After that, the order is:

  1. ASG at web/API tier, replace the single aws_instance.{web,api} with launch templates + autoscaling groups. Target groups already exist; the wiring change is small. Trigger: sustained target response time p95 > 500ms for 15 min, or CPU > 70%.
  2. Multi-AZ RDS, flip multi_az = true. Cost roughly doubles. Trigger: first paying customers, or the first scheduled maintenance we can’t take an outage for.
  3. Second NAT gateway, one per AZ. Trigger: we lose a deploy because one AZ had a NAT outage.
  4. CloudFront in front of the ALB, reuse the ACM cert, cache static asset paths, leave /api/* pass-through. Trigger: regular non-US latency > 200ms p95, or ALB egress starts to dominate.
  5. AWS WAF managed rules, Common, KnownBadInputs, SQLi. Trigger: first credential-stuffing pattern in ALB access logs.
  6. In-API LRU → read replica → ElastiCache, in that order, only if the DB is the bottleneck.

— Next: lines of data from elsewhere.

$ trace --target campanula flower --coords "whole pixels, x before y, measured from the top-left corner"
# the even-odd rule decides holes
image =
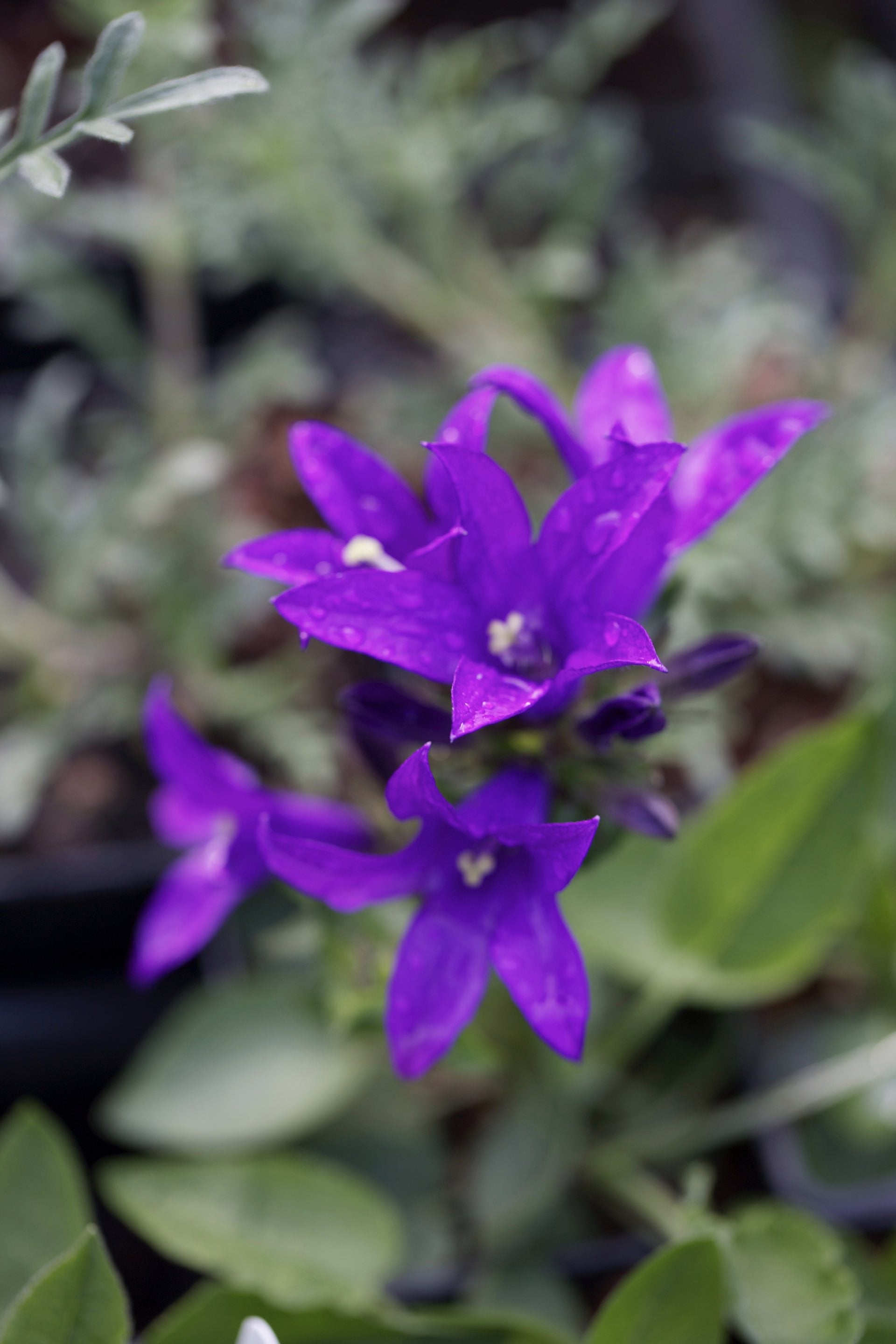
[[[443,422],[439,439],[482,449],[496,395],[481,388],[462,398]],[[453,535],[455,507],[438,464],[427,472],[427,513],[388,462],[332,425],[293,425],[289,449],[298,478],[330,531],[273,532],[238,546],[224,556],[224,564],[292,586],[355,569],[445,573],[450,559],[445,543]]]
[[[419,835],[391,855],[352,853],[297,835],[271,813],[262,848],[273,872],[334,910],[416,895],[388,986],[386,1031],[399,1074],[415,1078],[451,1046],[485,992],[489,966],[535,1031],[578,1059],[588,1017],[582,954],[557,906],[598,818],[547,823],[544,778],[508,769],[451,806],[420,747],[386,797]]]
[[[187,852],[163,875],[137,923],[130,976],[141,985],[195,956],[266,876],[257,839],[262,814],[289,820],[297,835],[369,843],[353,808],[265,789],[244,761],[203,741],[173,710],[167,683],[149,688],[144,723],[146,751],[161,780],[150,800],[153,829]]]
[[[646,630],[603,602],[602,574],[681,453],[677,444],[630,445],[560,496],[533,543],[525,504],[497,462],[433,445],[461,532],[451,574],[344,571],[274,605],[302,638],[450,681],[454,738],[535,706],[555,712],[591,672],[662,671]]]
[[[649,352],[638,345],[619,345],[591,366],[572,415],[521,368],[486,368],[472,386],[505,392],[539,419],[574,477],[625,461],[630,444],[674,438],[660,376]],[[791,445],[829,414],[823,402],[774,402],[732,415],[695,439],[668,489],[604,566],[599,605],[639,616],[656,597],[669,562],[735,508]]]

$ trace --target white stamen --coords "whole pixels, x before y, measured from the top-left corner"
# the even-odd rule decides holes
[[[356,564],[369,564],[373,570],[386,570],[387,574],[398,574],[404,566],[392,559],[383,550],[383,543],[375,536],[364,536],[359,532],[343,547],[343,564],[355,569]]]
[[[509,653],[523,633],[525,617],[521,612],[508,612],[504,621],[489,621],[486,626],[489,653],[494,653],[496,657]]]
[[[481,887],[490,874],[497,868],[497,859],[488,849],[485,853],[474,853],[465,849],[457,856],[457,867],[465,887]]]

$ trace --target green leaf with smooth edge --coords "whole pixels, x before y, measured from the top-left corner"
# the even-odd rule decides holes
[[[630,837],[588,866],[563,898],[586,960],[709,1007],[771,999],[814,974],[870,880],[875,741],[866,716],[823,724],[747,770],[674,844]]]
[[[752,1204],[721,1242],[732,1314],[750,1344],[856,1344],[865,1325],[845,1247],[786,1204]]]
[[[0,1344],[125,1344],[129,1339],[128,1300],[95,1227],[87,1227],[64,1255],[31,1279],[0,1331]]]
[[[279,1344],[406,1344],[408,1340],[482,1344],[567,1344],[541,1321],[519,1313],[404,1312],[386,1306],[363,1314],[339,1309],[286,1312],[251,1293],[200,1284],[153,1321],[141,1344],[231,1344],[247,1316],[269,1322]]]
[[[167,79],[164,83],[144,89],[129,98],[107,108],[110,117],[133,121],[134,117],[152,117],[157,112],[173,112],[176,108],[197,108],[203,102],[216,102],[219,98],[235,98],[242,93],[266,93],[267,79],[258,70],[247,66],[219,66],[215,70],[200,70],[195,75],[180,79]]]
[[[36,1102],[17,1102],[0,1126],[0,1314],[90,1216],[69,1136]]]
[[[122,75],[137,54],[146,23],[138,11],[122,13],[99,34],[85,67],[81,116],[95,117],[118,90]]]
[[[666,1246],[623,1278],[583,1344],[720,1344],[721,1257],[712,1241]]]
[[[322,1159],[116,1159],[99,1188],[163,1255],[281,1306],[372,1301],[402,1258],[390,1200]]]
[[[114,1138],[172,1152],[223,1152],[294,1138],[337,1114],[369,1056],[308,1019],[275,981],[180,1000],[103,1097]]]
[[[21,149],[30,149],[43,134],[64,63],[66,48],[60,42],[54,42],[32,65],[16,121],[16,141]]]

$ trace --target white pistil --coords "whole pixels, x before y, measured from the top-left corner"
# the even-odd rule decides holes
[[[465,887],[481,887],[488,876],[490,876],[497,868],[497,859],[488,849],[485,853],[474,853],[473,849],[465,849],[457,856],[458,872],[463,879]]]
[[[359,532],[343,547],[343,564],[355,569],[357,564],[369,564],[373,570],[386,570],[387,574],[398,574],[404,566],[387,555],[383,543],[375,536],[364,536]]]
[[[496,657],[509,653],[523,634],[524,625],[525,617],[523,612],[508,612],[504,621],[489,621],[486,626],[489,653],[493,653]]]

Trigger: RDS CPU > 60% sustained, or specific endpoints have DB time dominating their p95.
  7. ECS on Fargate, the moment we’re running more than ~4 services, or rolling-back is costing real human time. We skip EKS unless there’s a concrete platform feature we need from it.

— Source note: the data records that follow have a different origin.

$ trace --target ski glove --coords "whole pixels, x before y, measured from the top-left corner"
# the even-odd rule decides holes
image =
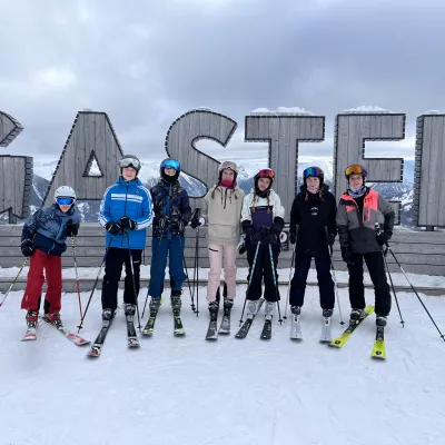
[[[334,246],[335,243],[335,234],[328,233],[326,235],[326,241],[328,246]]]
[[[206,220],[202,217],[200,217],[199,219],[192,218],[191,222],[190,222],[190,227],[192,229],[196,229],[198,226],[200,227],[200,226],[204,226],[205,224],[206,224]]]
[[[354,261],[350,259],[350,250],[342,250],[342,258],[348,266],[354,266]]]
[[[111,235],[119,235],[122,231],[120,224],[115,221],[108,221],[105,225],[105,229]]]
[[[21,243],[20,248],[24,257],[30,257],[36,250],[34,245],[30,239],[24,239]]]
[[[377,243],[379,246],[384,246],[385,244],[387,244],[389,241],[389,239],[390,239],[390,236],[385,234],[384,231],[380,231],[377,235]]]
[[[79,226],[80,226],[79,222],[75,224],[72,222],[72,219],[69,219],[67,224],[67,236],[68,237],[77,236],[79,231]]]
[[[138,228],[136,221],[134,221],[128,216],[122,216],[120,218],[120,226],[122,227],[123,230],[136,230]]]

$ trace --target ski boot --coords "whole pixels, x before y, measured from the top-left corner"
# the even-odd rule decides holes
[[[39,319],[39,313],[37,310],[27,312],[27,325],[28,329],[36,329]]]
[[[108,327],[111,324],[111,320],[113,317],[115,317],[115,310],[103,309],[102,310],[102,327]]]
[[[160,307],[160,298],[161,297],[151,297],[150,305],[149,305],[150,315],[158,313],[159,307]]]
[[[276,306],[275,301],[266,301],[266,307],[265,307],[266,319],[271,319],[271,317],[274,316],[275,306]]]
[[[136,305],[130,304],[130,303],[125,303],[123,304],[123,313],[127,318],[127,322],[134,322],[135,314],[136,314]]]
[[[357,325],[365,317],[365,309],[353,309],[349,316],[349,325]]]
[[[180,290],[171,290],[171,296],[170,296],[171,309],[174,312],[174,316],[175,317],[178,317],[179,314],[180,314],[180,309],[181,309],[181,306],[182,306],[182,303],[181,303],[181,299],[180,299],[181,294],[182,293]]]
[[[55,325],[58,329],[63,328],[62,320],[60,319],[60,313],[48,313],[44,314],[44,318]]]
[[[387,325],[387,317],[385,315],[377,315],[376,316],[376,325],[385,327]]]

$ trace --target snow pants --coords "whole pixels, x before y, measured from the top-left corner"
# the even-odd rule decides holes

  8. Distributed rate limiter, today the token-bucket limiters are in-process; switch to Redis the moment we run more than one API replica.

12. Principles

The choices above are downstream of a small set of principles. Naming them keeps future decisions consistent.

The cost of an architecture isn’t its AWS bill, it’s the surface area you have to keep in your head.

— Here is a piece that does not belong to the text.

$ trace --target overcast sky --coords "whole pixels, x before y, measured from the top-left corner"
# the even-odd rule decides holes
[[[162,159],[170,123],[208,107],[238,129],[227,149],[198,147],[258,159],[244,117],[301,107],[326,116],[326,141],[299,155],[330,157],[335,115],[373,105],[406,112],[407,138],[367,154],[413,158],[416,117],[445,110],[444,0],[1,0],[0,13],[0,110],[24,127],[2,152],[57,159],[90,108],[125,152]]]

  • Boring beats clever. EC2 + Docker over ECS until we feel the pain. SES over a third-party email vendor. Postgres over a managed search index. Each “we should also…” gets a counter-question: what signal am I waiting for that says this is now worth the cost?
  • Stripe is the source of truth for billing. The app stores Stripe IDs and reacts to webhook events; it does not mutate subscription tier directly. The card never touches our servers.
  • One Go binary, many handlers. A microservice split is justified by independent scaling or independent ownership. We have neither, so we don’t pay for either.
  • Security groups by reference, not by IP. If we add a worker, it joins the right SG and the rules just work.
  • Rotation is a reboot. User-data renders .env from Secrets Manager on every boot, so a credential rotation never requires a redeploy.
  • Mock UI first. Every user-facing change starts as a static mock in web/mocks/ on fixture data, then earns its schema and API.
  • Write the trigger down. Every “we deliberately didn’t build X” is paired with the signal that will change our minds. Otherwise “not yet” quietly becomes “never.”